読売新聞大阪社会部『誘拐報道』(新潮文庫)


発行:1984.5.25


 兵庫県宝塚市で昭和55年1月、学童誘拐事件が発生した。「被害者の声明の安全」のために取材・報道を自粛する報道協定は、事件の進展とともに否応なく記者たちの行動を束縛していく。追うことのできない犯人の動き、雲をつかむような警察発表、そして突然の事件解決、報道陣は最前線に散るが……。記者たちの四日間を克明に再現し、報道とは何かを等ノンフィクション。

(粗筋紹介より引用)



【目 次】
1 発端
2 記者会見
3 報道協定
4 厚い壁の前で
5 深夜の記者
6 止まった動き
7 前線デスクの苦悩
8 看護婦の推理
9 動き出した犯人
10 前進基地
11 不安
12 父親の抵抗
13 不吉な予感
14 抗議
15 小休止
16 逮捕
17 全面展開
18 混乱
19 意外な事実
20 祝杯
21 除名
   人の生死と新聞記者



 1980年1月23日午後、宝塚市に住む歯科医の男性(38)の長男で、学校帰りの小学1年生の男児(7)が誘拐され、身代金3000万円を要求する脅迫電話があった。翌日、犯人からの電話によって、両親は数度、指定された場所に出かけたが、警察がいるからという理由で犯人は現れなかった。26日午後2時50分頃、西宮市をパトカーで警邏中の警官が、駐車中の不振な車両を発見し、中で寝ていた男を職務質問。トランクを開けさせたら、シートカバーに包まれた男児が発見され、保護。男は逃げようとしたが、二人の警官に取り押さえられ、逮捕された。男は元喫茶店経営の男性(33)だった。男性の子供は、男児と同級生だった。

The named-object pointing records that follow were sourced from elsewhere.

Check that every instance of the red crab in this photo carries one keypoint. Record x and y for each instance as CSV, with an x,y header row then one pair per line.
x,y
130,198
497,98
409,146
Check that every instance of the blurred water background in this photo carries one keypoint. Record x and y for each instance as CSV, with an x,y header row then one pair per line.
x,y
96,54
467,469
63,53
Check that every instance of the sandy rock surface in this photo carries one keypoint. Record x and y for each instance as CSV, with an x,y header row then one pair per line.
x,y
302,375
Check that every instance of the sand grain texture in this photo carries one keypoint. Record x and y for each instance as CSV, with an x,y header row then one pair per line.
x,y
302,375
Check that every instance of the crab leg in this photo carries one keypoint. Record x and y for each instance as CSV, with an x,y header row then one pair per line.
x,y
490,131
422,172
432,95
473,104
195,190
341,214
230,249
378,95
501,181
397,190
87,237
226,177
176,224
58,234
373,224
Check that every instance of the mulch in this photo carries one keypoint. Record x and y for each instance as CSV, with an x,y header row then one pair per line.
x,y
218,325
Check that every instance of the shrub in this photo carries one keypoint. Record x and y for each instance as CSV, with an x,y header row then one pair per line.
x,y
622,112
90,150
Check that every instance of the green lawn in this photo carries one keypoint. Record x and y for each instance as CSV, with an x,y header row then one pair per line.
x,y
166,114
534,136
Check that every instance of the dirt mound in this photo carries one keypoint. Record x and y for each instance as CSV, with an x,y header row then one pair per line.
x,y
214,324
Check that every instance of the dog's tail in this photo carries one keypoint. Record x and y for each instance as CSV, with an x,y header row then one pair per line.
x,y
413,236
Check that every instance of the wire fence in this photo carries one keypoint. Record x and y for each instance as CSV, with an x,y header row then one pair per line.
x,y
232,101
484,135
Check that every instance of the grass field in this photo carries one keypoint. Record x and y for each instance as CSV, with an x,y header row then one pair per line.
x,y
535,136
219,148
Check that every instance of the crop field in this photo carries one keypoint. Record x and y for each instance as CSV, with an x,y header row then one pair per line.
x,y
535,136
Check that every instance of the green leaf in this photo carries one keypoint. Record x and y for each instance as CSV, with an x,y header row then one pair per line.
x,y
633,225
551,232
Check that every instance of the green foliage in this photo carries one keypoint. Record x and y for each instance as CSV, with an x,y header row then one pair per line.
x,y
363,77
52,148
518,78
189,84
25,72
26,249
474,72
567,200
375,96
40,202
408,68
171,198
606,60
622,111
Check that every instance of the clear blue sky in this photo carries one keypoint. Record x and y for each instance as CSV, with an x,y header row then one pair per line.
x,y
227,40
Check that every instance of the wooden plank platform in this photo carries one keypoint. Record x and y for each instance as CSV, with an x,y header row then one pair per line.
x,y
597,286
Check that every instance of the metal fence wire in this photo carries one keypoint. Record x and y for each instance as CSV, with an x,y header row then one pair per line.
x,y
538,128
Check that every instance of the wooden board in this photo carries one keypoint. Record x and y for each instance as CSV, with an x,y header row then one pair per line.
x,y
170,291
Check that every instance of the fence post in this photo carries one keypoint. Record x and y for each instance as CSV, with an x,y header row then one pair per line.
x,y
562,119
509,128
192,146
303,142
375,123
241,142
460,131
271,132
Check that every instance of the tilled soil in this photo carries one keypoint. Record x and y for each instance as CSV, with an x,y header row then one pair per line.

 本書は、茂樹ちゃん誘拐事件といわれた誘拐事件の報道を追う新聞記者の姿を通したものである。新聞記者は、事件を世間にいち早く報道する義務を持っていると思っているようだ。最近はインターネットの発達で、記事がリアルタイムに発信されるようになったが、それでもまだ特ダネという言葉はまだまだ魅力的なようだ。とくにこの事件が起きた1980年なら、情報発信源はテレビと新聞しかない時代であり、新聞が占める割合はかなり大きかったと思われる。
 しかし、冒頭から事件があったと聞いて生き生きとする次席の姿が描かれるのは、誘拐事件なのに不謹慎すぎると思ってしまうのは当然だと思うがどうだろうか。
 報道協定が結ばれて、警察から満足な情報が出てこないと憤る記者たち。「この範囲なら犯人に察知されない、従って被害者に危険をもたらさないという判断があれば、取材活動をやってもかまわんだろう」と、誘拐された児童の学校へ取材に行く記者たち。誘拐された子供の命と、事件報道との狭間で苦悩する記者の姿が描かれているが、子供やその家族のことを考えると、何を考えているのだろうと思ってしまう。取材をしようとする姿を正当化する彼らの姿が、痛々しい。
 そんな彼らが、身代金受け渡しに指定された喫茶店で地元新聞社の車両が止まっていたという通報に、怒りまくるのだから、目くそ鼻くそを笑うと言ってしまいたくなるものだ。
 犯人逮捕後、子供が保護されている病院へ駆けつける両親の姿をよってたかって写真に収めようとする姿は、はっきり言ってみっともないも。それに気付いていない彼らが情けない。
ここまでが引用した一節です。